Mais attention, rien d’industriel là-dedans, pas de sachet, rien que du vrac. Des idées jetées en veux tu en voilà, et un cocktail énergique, rafraichissant (idéal été comme hiver), au goût toujours surprenant et sans cesse renouvelé. Accueilli au Plessis en résidence artistique, ils/elles craignaient de ne pas trouver le chemin du Motel et de ne pas pouvoir reproduire le mélange explosif des premiers instants. Qu’ils/elles soient rassuré.es, Philémon, qu’ils/elles veulent aussi comme un hommage au dessinateur Fred qui nous a quitté en 2013 (Le corbac aux basket et Philémon), qu’ils/elles ont présenté le soir où nos routes se sont croisées est une réussite.

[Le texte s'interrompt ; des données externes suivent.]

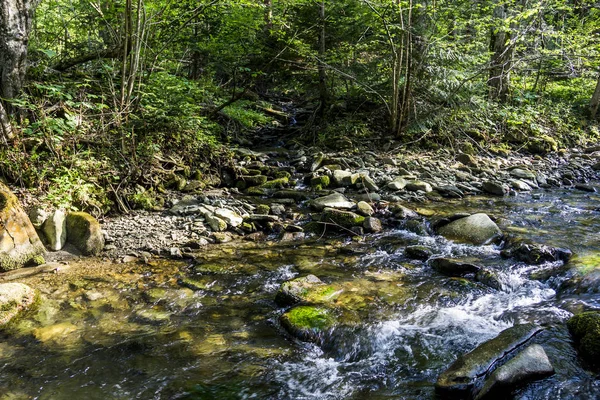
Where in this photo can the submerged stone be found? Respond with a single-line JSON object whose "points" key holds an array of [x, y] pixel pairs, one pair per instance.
{"points": [[476, 229], [452, 267], [585, 328], [334, 200], [308, 323], [531, 364], [536, 253], [462, 376], [14, 298]]}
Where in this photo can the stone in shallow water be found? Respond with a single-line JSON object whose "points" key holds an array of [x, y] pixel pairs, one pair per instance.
{"points": [[334, 200], [14, 298], [585, 328], [531, 364], [308, 323], [476, 229], [462, 376]]}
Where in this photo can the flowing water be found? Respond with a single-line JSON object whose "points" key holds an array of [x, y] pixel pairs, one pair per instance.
{"points": [[210, 330]]}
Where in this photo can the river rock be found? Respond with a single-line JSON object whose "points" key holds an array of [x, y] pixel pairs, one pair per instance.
{"points": [[476, 229], [340, 177], [495, 188], [345, 219], [416, 186], [334, 200], [230, 217], [462, 376], [296, 290], [397, 184], [536, 253], [418, 252], [83, 232], [19, 242], [531, 364], [14, 298], [365, 208], [452, 267], [308, 323], [585, 328], [55, 230], [372, 225]]}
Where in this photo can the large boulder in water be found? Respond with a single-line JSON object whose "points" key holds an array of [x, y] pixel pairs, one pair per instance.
{"points": [[531, 364], [14, 298], [475, 229], [83, 232], [465, 373], [19, 242], [585, 328]]}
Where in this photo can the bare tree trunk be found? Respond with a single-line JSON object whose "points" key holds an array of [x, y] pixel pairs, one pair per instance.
{"points": [[595, 102], [501, 61], [322, 73], [16, 18]]}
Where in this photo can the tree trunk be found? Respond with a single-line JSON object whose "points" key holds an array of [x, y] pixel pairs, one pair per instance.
{"points": [[16, 18], [322, 73], [501, 61], [595, 102]]}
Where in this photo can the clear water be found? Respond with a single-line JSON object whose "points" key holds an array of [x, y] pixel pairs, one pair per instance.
{"points": [[129, 331]]}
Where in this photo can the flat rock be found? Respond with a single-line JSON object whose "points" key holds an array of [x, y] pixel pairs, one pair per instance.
{"points": [[461, 377], [334, 200], [476, 229], [529, 365], [14, 298]]}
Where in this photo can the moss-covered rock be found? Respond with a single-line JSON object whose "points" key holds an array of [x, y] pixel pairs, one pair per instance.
{"points": [[308, 323], [585, 328], [83, 232], [345, 219], [15, 298], [307, 289], [19, 242]]}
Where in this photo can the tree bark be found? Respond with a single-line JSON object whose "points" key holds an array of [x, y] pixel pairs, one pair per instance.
{"points": [[16, 18], [501, 61], [595, 102]]}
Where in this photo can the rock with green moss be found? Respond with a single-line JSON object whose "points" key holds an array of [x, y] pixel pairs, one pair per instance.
{"points": [[345, 219], [307, 289], [19, 241], [585, 328], [320, 181], [308, 323], [278, 183], [14, 299], [83, 232]]}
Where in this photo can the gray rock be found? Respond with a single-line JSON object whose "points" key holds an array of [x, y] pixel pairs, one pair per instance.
{"points": [[452, 267], [340, 177], [418, 185], [55, 230], [476, 229], [334, 200], [294, 291], [37, 216], [531, 364], [522, 174], [418, 252], [230, 217], [365, 208], [462, 376], [372, 224], [397, 184], [14, 298], [495, 188]]}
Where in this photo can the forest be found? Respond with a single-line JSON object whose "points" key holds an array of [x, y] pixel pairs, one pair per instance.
{"points": [[98, 96]]}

Kind of guy, ou la preuve que l’on peut réaliser un bon clip avec peu de moyen. Ils font un peu les foufou, quand même!
Rock azimuté et fraiche pop? Si John Murdoch le dit…Ça pourrait faire penser à Deerhoof ? Pourquoi pas. En attendant, le son Thé Vanille ne ressemble à rien de connu, et parvient pourtant à paraitre familier. Les trois musicien.es ont un très haut niveau d’exigence et refusent l’ennui créatif.
Après une balance bien tardive, avec peu de temps pour se préparer et pour manger, ils/elles ont gentiment accepté de me consacrer quelques minutes pour mieux les connaitre. C’est entre les affiches de Lohengrin Papadato, le graphiste qui illustre superbement l’univers du groupe, leur CD et un très joli cadre représentant des perroquets fluo en hologramme, qu’a eu lieu cette interview sur le pouce. Valentin, artiste touche à tout et figure « zappatesque » ( malgré un profil physique comme artistique qui n’est pas sans rappeler le guitariste américain inventeur des Mothers, il n’est pas très familier avec son œuvre), Théo, tout sourire, et Nastasia, mode pile électrique, s’affairent autour de leur merchandising avant de monter sur scène pour ouvrir pour General Eletriks (Hervé Salters avouera d’ailleurs avoir beaucoup aimé leur prestation)³.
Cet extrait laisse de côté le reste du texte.